L’evoluzione del sistema altri non è che una successione di punti nello spazio delle fasi o, se il sistema è continuo, una curva avente come tangente in ogni punto il vettore le cui componenti sono i due vettori {x, v} al variare di t.
Questo consente di poter visualizzare lo spazio degli stati in un diagramma chiamato ritratto di fase in cui andare a disegnare tutte le possibili traiettorie del sistema (in che stato il sistema evolverà al variare di t) e definirne qualitativamente le peculiarità.
Ma forse è il caso di fare un esempio.
Il pendolo ideale
Innanzitutto una precisazione. Il concetto di ritratto di fase è del tutto generale e non è legato necessariamente a un sistema meccanico (descritto dalle equazioni del moto di Newton), ma può essere utilizzato su sistemi dinamici di qualsiasi natura e con un numero qualsiasi di dimensioni.
Nulla vieta, per capirci, di descrivere un sistema attraverso l’uso di N variabili, anche infinite, e relative condizioni iniziali in modo da individuare uno spazio di fase in \(\mathbb{R}^N \times \mathbb{R}^N\).
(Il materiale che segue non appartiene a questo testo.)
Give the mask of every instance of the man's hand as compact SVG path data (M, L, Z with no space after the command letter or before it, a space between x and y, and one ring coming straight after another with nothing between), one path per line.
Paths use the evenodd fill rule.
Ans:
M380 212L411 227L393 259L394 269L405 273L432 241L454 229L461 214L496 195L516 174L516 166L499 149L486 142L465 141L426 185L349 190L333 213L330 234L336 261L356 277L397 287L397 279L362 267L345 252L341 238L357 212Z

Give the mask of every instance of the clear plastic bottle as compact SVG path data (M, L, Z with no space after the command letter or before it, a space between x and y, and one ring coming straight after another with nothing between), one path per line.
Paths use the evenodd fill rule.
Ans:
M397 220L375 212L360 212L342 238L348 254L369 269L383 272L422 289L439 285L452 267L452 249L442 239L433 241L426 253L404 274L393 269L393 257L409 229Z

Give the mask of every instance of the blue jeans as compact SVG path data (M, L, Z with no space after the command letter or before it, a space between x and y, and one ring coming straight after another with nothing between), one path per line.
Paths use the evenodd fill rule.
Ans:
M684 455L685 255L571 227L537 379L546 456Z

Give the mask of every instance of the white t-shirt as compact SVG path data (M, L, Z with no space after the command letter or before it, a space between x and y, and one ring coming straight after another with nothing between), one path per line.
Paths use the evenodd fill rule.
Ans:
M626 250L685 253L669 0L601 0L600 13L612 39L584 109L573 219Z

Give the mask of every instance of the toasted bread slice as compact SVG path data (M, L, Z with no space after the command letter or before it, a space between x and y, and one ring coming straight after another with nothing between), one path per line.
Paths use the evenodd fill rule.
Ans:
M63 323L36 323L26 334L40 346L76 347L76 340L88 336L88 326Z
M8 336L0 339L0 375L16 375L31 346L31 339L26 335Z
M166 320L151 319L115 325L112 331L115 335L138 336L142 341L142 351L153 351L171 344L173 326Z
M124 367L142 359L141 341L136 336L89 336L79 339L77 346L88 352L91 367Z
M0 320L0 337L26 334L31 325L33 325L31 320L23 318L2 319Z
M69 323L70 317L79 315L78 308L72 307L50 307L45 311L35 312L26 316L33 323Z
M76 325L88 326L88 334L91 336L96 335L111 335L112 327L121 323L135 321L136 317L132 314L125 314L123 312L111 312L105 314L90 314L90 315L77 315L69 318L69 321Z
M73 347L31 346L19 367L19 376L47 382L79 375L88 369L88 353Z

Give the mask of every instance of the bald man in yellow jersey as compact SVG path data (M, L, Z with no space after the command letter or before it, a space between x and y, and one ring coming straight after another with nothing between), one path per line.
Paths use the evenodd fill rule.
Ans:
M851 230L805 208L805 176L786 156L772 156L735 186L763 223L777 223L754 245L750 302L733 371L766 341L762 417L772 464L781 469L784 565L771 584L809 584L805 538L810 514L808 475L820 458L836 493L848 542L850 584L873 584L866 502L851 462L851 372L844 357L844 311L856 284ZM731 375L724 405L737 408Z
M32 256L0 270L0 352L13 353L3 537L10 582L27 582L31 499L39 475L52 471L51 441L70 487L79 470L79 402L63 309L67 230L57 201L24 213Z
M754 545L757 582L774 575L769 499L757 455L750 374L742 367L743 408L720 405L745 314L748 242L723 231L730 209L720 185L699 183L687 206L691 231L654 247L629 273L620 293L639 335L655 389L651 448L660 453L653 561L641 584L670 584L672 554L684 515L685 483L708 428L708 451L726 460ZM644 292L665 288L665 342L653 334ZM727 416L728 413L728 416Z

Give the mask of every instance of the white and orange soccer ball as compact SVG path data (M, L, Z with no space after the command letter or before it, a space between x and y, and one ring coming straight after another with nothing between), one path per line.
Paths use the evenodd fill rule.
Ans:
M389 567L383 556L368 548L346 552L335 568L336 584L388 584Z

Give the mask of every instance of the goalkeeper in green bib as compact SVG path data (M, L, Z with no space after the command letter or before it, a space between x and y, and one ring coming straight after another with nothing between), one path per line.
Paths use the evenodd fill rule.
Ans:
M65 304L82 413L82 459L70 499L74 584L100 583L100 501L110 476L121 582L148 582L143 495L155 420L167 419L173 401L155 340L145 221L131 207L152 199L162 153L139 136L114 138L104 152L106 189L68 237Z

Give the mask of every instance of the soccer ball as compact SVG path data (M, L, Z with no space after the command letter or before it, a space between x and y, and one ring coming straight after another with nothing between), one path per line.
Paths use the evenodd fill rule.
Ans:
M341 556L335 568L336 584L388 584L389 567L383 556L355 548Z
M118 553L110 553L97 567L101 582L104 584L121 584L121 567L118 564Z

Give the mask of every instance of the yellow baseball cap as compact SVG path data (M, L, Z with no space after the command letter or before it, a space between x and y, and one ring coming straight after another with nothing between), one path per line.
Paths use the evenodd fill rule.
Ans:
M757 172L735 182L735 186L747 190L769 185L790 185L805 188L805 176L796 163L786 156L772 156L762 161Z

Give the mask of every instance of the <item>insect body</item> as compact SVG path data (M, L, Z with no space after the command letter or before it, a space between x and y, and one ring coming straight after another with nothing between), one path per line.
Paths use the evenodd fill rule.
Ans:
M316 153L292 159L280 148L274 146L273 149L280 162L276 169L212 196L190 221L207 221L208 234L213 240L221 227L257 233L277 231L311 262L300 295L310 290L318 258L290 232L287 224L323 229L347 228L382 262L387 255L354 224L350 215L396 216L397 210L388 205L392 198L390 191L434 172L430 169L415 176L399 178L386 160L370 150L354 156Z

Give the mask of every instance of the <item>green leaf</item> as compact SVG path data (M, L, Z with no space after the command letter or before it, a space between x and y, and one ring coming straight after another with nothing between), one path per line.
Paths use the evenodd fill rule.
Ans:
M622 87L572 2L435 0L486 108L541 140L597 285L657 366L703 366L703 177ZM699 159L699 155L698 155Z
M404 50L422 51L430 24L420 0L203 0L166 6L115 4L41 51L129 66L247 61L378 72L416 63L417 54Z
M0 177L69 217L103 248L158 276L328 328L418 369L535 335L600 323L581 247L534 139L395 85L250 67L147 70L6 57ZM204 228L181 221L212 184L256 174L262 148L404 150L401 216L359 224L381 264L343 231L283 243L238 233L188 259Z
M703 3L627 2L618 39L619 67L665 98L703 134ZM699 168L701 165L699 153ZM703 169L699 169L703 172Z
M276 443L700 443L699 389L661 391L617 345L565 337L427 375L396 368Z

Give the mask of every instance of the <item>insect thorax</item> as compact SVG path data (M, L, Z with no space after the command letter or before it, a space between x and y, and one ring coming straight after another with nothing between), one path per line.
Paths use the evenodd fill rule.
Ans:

Né siamo costretti a utilizzare vettori reali (in meccanica quantistica, ad esempio, quei vettori sono complessi).
Il problema, più che altro, sta nell’efficacia della rappresentazione di uno spazio degli stati quando la dimensionalità del sistema dinamico cresce.
Tuttavia, in meccanica classica la dinamica è espressa dalle variabili posizionali e dai loro gradienti (più spesso si usa il momento in luogo della velocità, ma la sostanza non cambia perché il momento \(p = mv\)). Per essere pratici, useremo perciò nel nostro esempio un sistema meccanico caratterizzato da un movimento in una dimensione, così da avere un diagramma di fase facilmente visualizzabile in un piano cartesiano con la posizione sull’asse delle ascisse e il relativo gradiente sull’asse delle ordinate.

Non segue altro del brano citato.